С 1935 до 1940 г. в музее находились картины кисти Павла Кравченко и Сергея Обрезкова, но, к сожалению, они не дошли до нас. В основном это были портреты сербских правителей, среди них было и полотно с изображением Николая II[37].
В Военном музее есть и акварель «Казак» с обязательными газырями и папахой известного в эмиграции художника Афанасия Шелоумова[38].
Безусловный интерес вызывает хранящаяся в музее коллекция — Альбом русской конницы из 1939 г.: 152 рисунка выполнены цветными карандашами. Их автор царский офицер — Керим Бег Ратай, художник-любитель[39].

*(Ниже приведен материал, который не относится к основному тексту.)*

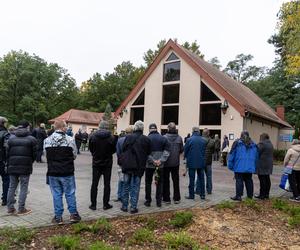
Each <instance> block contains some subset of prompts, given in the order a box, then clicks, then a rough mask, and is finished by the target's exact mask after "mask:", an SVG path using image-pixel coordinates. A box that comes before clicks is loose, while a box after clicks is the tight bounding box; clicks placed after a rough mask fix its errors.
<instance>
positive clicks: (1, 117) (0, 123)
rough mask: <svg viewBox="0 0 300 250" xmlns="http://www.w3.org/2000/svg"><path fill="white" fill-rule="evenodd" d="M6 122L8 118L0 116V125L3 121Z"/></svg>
mask: <svg viewBox="0 0 300 250" xmlns="http://www.w3.org/2000/svg"><path fill="white" fill-rule="evenodd" d="M6 122H8V120H7V119H6V117H4V116H0V125H4V123H6Z"/></svg>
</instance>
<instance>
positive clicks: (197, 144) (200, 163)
mask: <svg viewBox="0 0 300 250" xmlns="http://www.w3.org/2000/svg"><path fill="white" fill-rule="evenodd" d="M192 131H193V133H192V136H191V137H190V138H189V139H188V140H187V142H186V144H185V145H184V156H185V158H186V165H187V169H188V174H189V195H188V196H186V197H185V198H186V199H194V198H195V177H196V173H197V178H198V179H199V189H200V190H199V192H200V198H201V199H202V200H204V199H205V185H204V169H205V150H206V145H207V141H206V140H205V139H204V138H203V137H202V136H201V135H200V130H199V127H193V129H192Z"/></svg>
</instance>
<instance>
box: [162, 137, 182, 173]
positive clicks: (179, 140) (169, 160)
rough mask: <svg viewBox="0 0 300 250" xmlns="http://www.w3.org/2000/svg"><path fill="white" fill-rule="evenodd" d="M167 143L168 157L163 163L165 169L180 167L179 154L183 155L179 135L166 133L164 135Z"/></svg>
mask: <svg viewBox="0 0 300 250" xmlns="http://www.w3.org/2000/svg"><path fill="white" fill-rule="evenodd" d="M164 137H165V138H167V140H168V142H169V152H170V155H169V157H168V160H167V161H166V162H165V164H164V166H165V167H178V166H179V165H180V154H181V153H183V141H182V138H181V136H180V135H178V134H170V133H167V134H166V135H164Z"/></svg>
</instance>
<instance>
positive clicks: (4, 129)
mask: <svg viewBox="0 0 300 250" xmlns="http://www.w3.org/2000/svg"><path fill="white" fill-rule="evenodd" d="M6 122H7V119H6V118H5V117H2V116H1V117H0V176H1V178H2V196H1V200H2V203H1V205H2V206H6V205H7V192H8V187H9V175H8V174H7V171H6V163H7V159H6V158H7V157H6V150H7V141H8V138H9V132H8V131H7V129H6V127H5V123H6Z"/></svg>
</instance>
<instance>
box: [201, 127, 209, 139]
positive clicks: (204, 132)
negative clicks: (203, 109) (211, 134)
mask: <svg viewBox="0 0 300 250" xmlns="http://www.w3.org/2000/svg"><path fill="white" fill-rule="evenodd" d="M202 135H203V136H204V137H209V129H208V128H205V129H203V132H202Z"/></svg>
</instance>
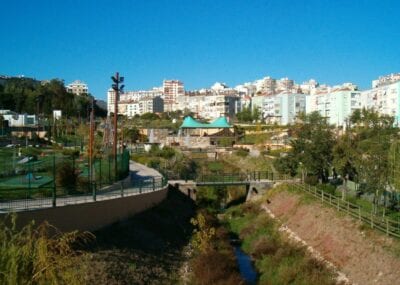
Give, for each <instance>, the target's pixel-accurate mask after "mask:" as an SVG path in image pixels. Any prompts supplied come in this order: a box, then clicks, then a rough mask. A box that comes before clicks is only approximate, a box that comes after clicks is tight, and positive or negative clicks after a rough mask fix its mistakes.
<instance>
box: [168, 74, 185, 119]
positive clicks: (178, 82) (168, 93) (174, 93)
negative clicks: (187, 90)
mask: <svg viewBox="0 0 400 285" xmlns="http://www.w3.org/2000/svg"><path fill="white" fill-rule="evenodd" d="M163 93H164V109H165V111H166V112H170V111H176V110H177V109H178V108H177V107H178V106H177V101H178V97H180V96H184V95H185V88H184V86H183V82H181V81H179V80H164V81H163Z"/></svg>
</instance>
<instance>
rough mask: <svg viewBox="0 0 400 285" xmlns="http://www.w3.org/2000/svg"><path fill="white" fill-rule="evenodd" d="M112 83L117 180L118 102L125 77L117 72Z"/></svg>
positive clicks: (117, 174)
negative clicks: (114, 94) (113, 111)
mask: <svg viewBox="0 0 400 285" xmlns="http://www.w3.org/2000/svg"><path fill="white" fill-rule="evenodd" d="M111 79H112V81H113V82H114V83H113V84H112V85H111V87H112V89H113V90H114V92H115V98H114V140H113V141H114V142H113V156H114V171H115V173H114V174H115V179H117V177H118V169H117V167H118V163H117V143H118V140H117V132H118V100H119V93H120V92H123V88H124V85H121V86H119V84H120V83H122V82H124V77H122V76H121V77H120V76H119V73H118V72H116V73H115V76H111Z"/></svg>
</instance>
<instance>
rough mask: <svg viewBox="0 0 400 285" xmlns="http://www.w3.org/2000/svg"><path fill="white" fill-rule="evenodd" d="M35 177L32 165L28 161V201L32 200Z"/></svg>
mask: <svg viewBox="0 0 400 285" xmlns="http://www.w3.org/2000/svg"><path fill="white" fill-rule="evenodd" d="M32 175H33V173H32V169H31V163H30V162H29V161H28V199H30V198H31V176H32Z"/></svg>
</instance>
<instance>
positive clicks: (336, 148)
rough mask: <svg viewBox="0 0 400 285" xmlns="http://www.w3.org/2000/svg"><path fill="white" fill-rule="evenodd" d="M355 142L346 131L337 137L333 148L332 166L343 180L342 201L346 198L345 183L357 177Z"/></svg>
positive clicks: (345, 188) (356, 153)
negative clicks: (341, 177)
mask: <svg viewBox="0 0 400 285" xmlns="http://www.w3.org/2000/svg"><path fill="white" fill-rule="evenodd" d="M356 149H357V142H356V141H355V139H354V138H353V135H352V132H351V131H348V132H346V133H345V134H344V135H343V136H341V137H339V138H338V140H337V143H336V144H335V146H334V147H333V165H334V169H335V172H337V173H339V174H340V175H341V177H342V178H343V180H344V187H342V199H343V200H345V198H346V190H347V182H348V180H349V179H354V178H355V176H356V175H357V171H356V163H357V162H356V161H357V157H358V153H357V150H356Z"/></svg>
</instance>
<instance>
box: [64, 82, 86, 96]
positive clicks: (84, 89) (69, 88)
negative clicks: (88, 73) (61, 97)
mask: <svg viewBox="0 0 400 285" xmlns="http://www.w3.org/2000/svg"><path fill="white" fill-rule="evenodd" d="M66 89H67V91H68V92H70V93H73V94H75V95H78V96H79V95H82V94H89V88H88V85H87V84H86V83H84V82H82V81H80V80H75V81H74V82H72V83H70V84H68V85H67V86H66Z"/></svg>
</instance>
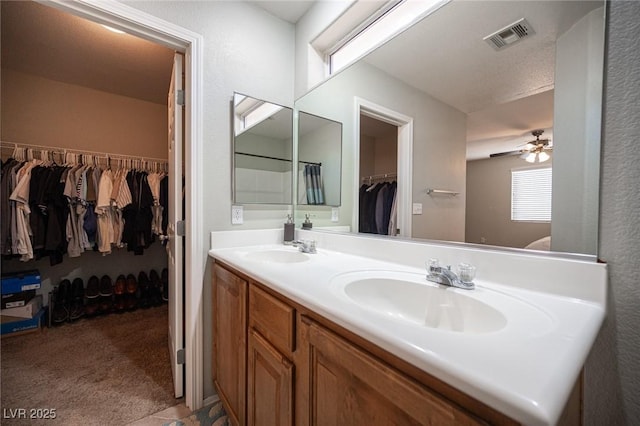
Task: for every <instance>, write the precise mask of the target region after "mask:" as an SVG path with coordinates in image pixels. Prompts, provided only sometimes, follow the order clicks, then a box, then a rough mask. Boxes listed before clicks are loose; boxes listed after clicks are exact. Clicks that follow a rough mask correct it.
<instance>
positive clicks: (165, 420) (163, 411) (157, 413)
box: [128, 403, 191, 426]
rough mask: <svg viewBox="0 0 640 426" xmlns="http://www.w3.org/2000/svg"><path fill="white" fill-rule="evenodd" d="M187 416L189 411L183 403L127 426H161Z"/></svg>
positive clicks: (136, 421)
mask: <svg viewBox="0 0 640 426" xmlns="http://www.w3.org/2000/svg"><path fill="white" fill-rule="evenodd" d="M189 414H191V410H189V409H188V408H187V406H186V405H184V403H180V404H178V405H174V406H173V407H169V408H167V409H165V410H162V411H159V412H157V413H155V414H152V415H150V416H147V417H144V418H142V419H140V420H136V421H135V422H133V423H129V425H128V426H163V425H165V424H167V423H172V422H175V421H177V420H180V419H183V418H185V417H187V416H188V415H189Z"/></svg>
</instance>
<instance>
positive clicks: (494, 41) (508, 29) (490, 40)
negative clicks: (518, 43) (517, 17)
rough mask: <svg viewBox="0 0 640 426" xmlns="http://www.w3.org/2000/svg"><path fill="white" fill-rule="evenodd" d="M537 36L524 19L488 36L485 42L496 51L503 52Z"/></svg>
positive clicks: (499, 30)
mask: <svg viewBox="0 0 640 426" xmlns="http://www.w3.org/2000/svg"><path fill="white" fill-rule="evenodd" d="M533 34H535V31H534V30H533V28H531V24H529V22H527V20H526V19H524V18H522V19H519V20H518V21H516V22H514V23H513V24H510V25H507V26H506V27H504V28H503V29H501V30H498V31H496V32H495V33H493V34H491V35H488V36H486V37H485V38H483V40H484V41H486V42H487V43H489V44H490V45H491V46H492V47H493V48H494V49H496V50H502V49H504V48H505V47H507V46H509V45H511V44H513V43H515V42H517V41H519V40H522V39H523V38H524V37H528V36H530V35H533Z"/></svg>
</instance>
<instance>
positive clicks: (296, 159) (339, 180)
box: [294, 109, 344, 209]
mask: <svg viewBox="0 0 640 426" xmlns="http://www.w3.org/2000/svg"><path fill="white" fill-rule="evenodd" d="M300 114H306V115H308V116H310V117H313V118H316V119H321V120H324V121H327V122H330V123H334V124H337V125H338V126H340V131H339V135H340V136H339V137H340V140H339V142H338V146H339V148H338V150H337V154H338V160H337V169H338V170H340V173H339V175H338V181H337V194H338V202H337V203H329V202H324V203H322V204H309V203H300V202H299V199H298V194H299V193H300V189H299V187H300V185H303V184H304V182H301V180H300V167H301V166H302V163H312V164H318V163H313V162H310V161H306V160H301V159H300V142H301V133H300V130H301V129H300V125H301V120H300ZM294 117H295V123H296V126H295V127H296V131H295V136H296V140H295V147H296V152H295V158H296V165H297V167H298V169H297V170H296V179H295V181H296V183H297V186H296V194H295V196H294V205H295V206H301V208H305V209H306V208H310V207H340V206H341V205H342V166H343V161H342V156H343V155H342V154H343V153H342V150H343V139H344V137H343V125H342V122H340V121H336V120H332V119H330V118H326V117H323V116H321V115H318V114H313V113H310V112H307V111H303V110H301V109H295V113H294ZM332 142H333V141H332ZM325 163H326V162H325ZM319 164H320V165H321V166H322V164H323V162H319ZM323 174H324V171H323ZM322 187H323V191H324V198H325V200H326V199H328V198H329V197H327V193H328V192H335V191H328V190H327V184H326V180H325V181H324V182H323V184H322Z"/></svg>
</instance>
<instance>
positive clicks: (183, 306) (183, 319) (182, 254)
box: [166, 53, 184, 398]
mask: <svg viewBox="0 0 640 426" xmlns="http://www.w3.org/2000/svg"><path fill="white" fill-rule="evenodd" d="M183 59H184V58H183V56H182V55H181V54H179V53H176V54H175V57H174V60H173V73H172V76H171V86H170V87H169V96H168V110H169V117H168V118H169V119H168V125H169V138H168V139H169V215H168V216H169V223H168V225H167V245H166V248H167V254H168V257H169V259H168V268H167V269H168V270H169V354H170V357H171V372H172V374H173V385H174V390H175V394H176V398H180V397H182V395H183V392H184V286H183V282H184V278H183V277H184V217H183V216H184V213H183V203H182V198H183V190H182V188H183V183H182V182H183V180H182V174H183V173H182V151H183V149H182V146H183V126H182V123H183V121H182V116H183V109H184V89H183Z"/></svg>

Мне удалось увидеть некоторые: они впечатляют профессионализмом, тщательностью отделки деталей. Другие я теперь могу смотреть постоянно в подаренном мне альбоме хранителем музея Любицей Дабич. Некоторые репродукции у меня вызывают удивление стилем изображения: так, смотря на казака, чувствуешь вольницу, удаль, восточную кровь всадника.
Есть и другие богатства в музее, связанные с русским именем, с русским войском. Их надо видеть, а не описывать. Туда надо ходить.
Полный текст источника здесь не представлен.